Meint ihr es wäre ok wenn z.B. bei meiner Nadelsimse / Sumpfvergissmeinnicht / __ Iris dann der Austriebspunkt ca. 10 cm unter dem Wasserspiegel liegt ?


----------



## Christine (3. März 2009)

*AW: Pflanzen pflanzen im Flachwasserbreich - im Stein/Kiessubstrat - im Topf oder ohn*

Hi Ralf,

also bei mir wächst die Nadelsimse nur unter Wasser. Bei den __ Iris muss man unterscheiden, da gibt es unterschiedliche Anpsrüche. Und das Sumpfvergißmeinnicht kann ruhig ein bisschen unter Wasser.
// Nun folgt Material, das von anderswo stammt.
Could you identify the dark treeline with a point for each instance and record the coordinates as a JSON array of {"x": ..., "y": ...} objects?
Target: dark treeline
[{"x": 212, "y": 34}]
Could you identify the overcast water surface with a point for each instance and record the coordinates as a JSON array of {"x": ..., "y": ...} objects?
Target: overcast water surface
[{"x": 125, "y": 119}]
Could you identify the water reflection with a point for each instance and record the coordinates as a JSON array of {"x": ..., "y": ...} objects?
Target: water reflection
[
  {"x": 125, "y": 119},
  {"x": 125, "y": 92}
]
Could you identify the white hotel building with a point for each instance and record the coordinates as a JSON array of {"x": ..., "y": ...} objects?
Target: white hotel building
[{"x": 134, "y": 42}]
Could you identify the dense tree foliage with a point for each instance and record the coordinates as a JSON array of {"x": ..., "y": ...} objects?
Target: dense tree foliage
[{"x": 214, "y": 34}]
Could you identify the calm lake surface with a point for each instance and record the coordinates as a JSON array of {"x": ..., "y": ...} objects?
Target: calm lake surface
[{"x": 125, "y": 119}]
Guck mal bei Werner (Nymphaion.de) auf der *Seite Beratung*, da gibt es eine interaktive Pflanzenliste, wo auch die Wassertiefen aufgeführt sind.


----------



## Annett (8. März 2009)

*AW: Pflanzen pflanzen im Flachwasserbreich - im Stein/Kiessubstrat - im Topf oder ohn*

Moin.

Wollte nur kurz zum Sumpfvergißmeinnicht beitragen, dass es lieber feucht bis nass steht.
Es wuchert am alten Teich zwar ins tiefere Wasser, wird so untergetaucht aber öfter mal bräunlich und blüht so natürlich auch nicht.


----------



## 69pflanzenfreund69 (29. Apr. 2009)

*AW: Pflanzen pflanzen im Flachwasserbreich - im Stein/Kiessubstrat - im Topf oder ohn*

 zusammen,

ich wollt mich mal wieder zu diesem Thema melden. Am Wochenende hatten wir ganz gutes wetter udn ich hab mal so langsam angefangen die Pflanzen aus den Töpfen zu befreien.
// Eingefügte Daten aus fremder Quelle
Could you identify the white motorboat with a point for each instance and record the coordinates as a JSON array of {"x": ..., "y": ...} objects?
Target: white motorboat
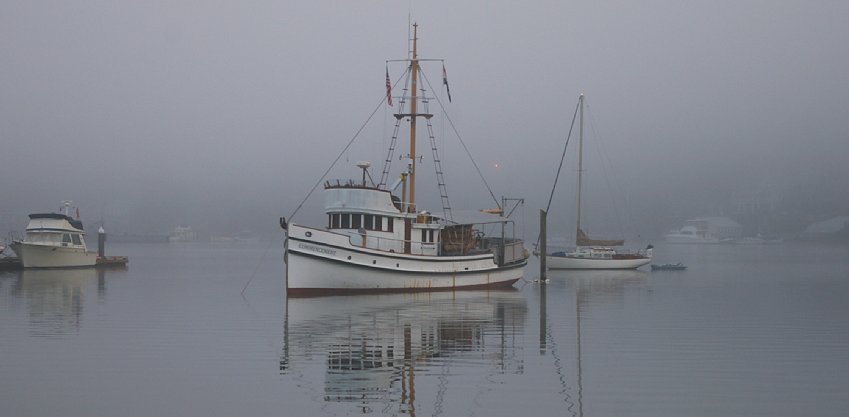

Ich kann euch sagen, die armen haben echt gelitten - einige wurzeln waren in den Töpfen am faulen und die Erde hat bestialisch gestunken 

Ich habs leider nur geschafft einen kleinen Teil zu befreien und direkt in den Kies zu setzten. Allerdings ist mir dabei aufgefallen das meine Kiesschicht im oberen Bereich doch etwas mau ist und durch meine falsche Anlage der Kapillarsperre werd ich wohl wenn mal etwas mehr zeit ist diese gleich richtig machen.

So dass ich also die Steine die momentan aufn Teichrand liegen gleich bei der Befestigung der Pflanzen nutze, dann die Folie nach innen zum Teich umklappe usw.

Das Sumpfvergissmeinnicht hat sich mittlerweile durch den Wind überall im Garten verteilt und blüht da schon kräftig :crazy

Ich glaub ich werds wohl aus dem Teich nehmen und in nem Kübel weiterleben lassen.

Vor einiger Zeit hatte ich mir noch ein paar Sumpfdotterblumen gekauft, diese sollen ja in Erde stehen - hier bin ich mir noch nicht sicher ob ich die dann in solche Töpfe setzte oder ob ich außerhalb des Teiches nen Baukübel in die Erde buddel und diesen mit nem Strick zum Teich verbinde damit der Kappilareffekt entsteht. - Würde so was den funktionieren  ?


----------



## Christine (29. Apr. 2009)

*AW: Pflanzen pflanzen im Flachwasserbreich - im Stein/Kiessubstrat - im Topf oder ohn*

Hallo Ralf,

also bei mir wuchern die Sumpfdotterblumen pur auf der Ufermatte...


----------